As of February 2004, transit passengers in Germany's Vogtland region will be able to purchase their tickets via their mobile phones. The Vogtland Public Transit Association (Zweckverband Oeffentlicher Personennahverkehr Vogtland) has commissioned Siemens Business Services to devise a pilot solution for electronic ticketing. The association expects this model project for a "pocket-sized ticket machine," the first of its kind in Germany, to lead to lower costs, increased revenue and improved customer loyalty. Since passengers in the Vogtland and the so-called EgroNet region frequently cross the border between Germany and the Czech Republic, the European Union is supporting the project to the tune of almost one million euros.
Until April, 350 selected persons will test the process. Following registration by telephone, they will have access not only to traditional paper tickets, but also to two mobile alternatives for travel in the triangle between the Czech Republic and the German states of Thuringia, Bavaria and Saxony.
Alternative 1: After downloading the appropriate software to his Java-enabled phone, the passenger keys in his ticket order via the menu.

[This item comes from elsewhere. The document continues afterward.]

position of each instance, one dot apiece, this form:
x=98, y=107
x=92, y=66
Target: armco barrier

He enters the number of passengers, the route and the type of tele-ticket required -- everything from single tickets to annual tickets is available. Once he has entered all the necessary information, confirmation of the order appears on the display. The virtual ticket itself is located on a server to which only the ticket inspector has access.
Alternative 2: The passenger orders his ticket with a phone call. The automated call center operates with new special voice recognition software that was developed in cooperation with the Fraunhofer Institute. This software is able to pick out the relevant order elements from complete spoken sentences. Long voice menus are thus no longer necessary.
In the pilot project, the actual payment is still handled by bank draft, but later versions will also include payment options via phone bill, credit cards or prepaid cards. On top of this, the mobile phone portal offers a range of additional services, such as timetables.
The solution will also help to further improve customer satisfaction and service. For example, the ticket orders provide information about passengers' routes and travel times (after all personal data has been stripped) that can be used to streamline bus and train services. The Public Transit Association is therefore confident that this solution will increase its revenue stream over the long term. In addition, long lines in front of the ticket machines or the lack of small change will in future no longer keep mobile phone owners from using buses or trains.
The market potential for solutions of this type is huge. In Germany alone there are 400 local transit companies, including 75 medium-sized and large transit networks. "The demand for innovative solutions is enormous, when one considers that the competition for satisfied customers will increase dramatically. This in turn increases the providers' need to set themselves apart from the competition," forecasts Winfried Holz, head of the Global Business Unit Solutions at Siemens Business Services.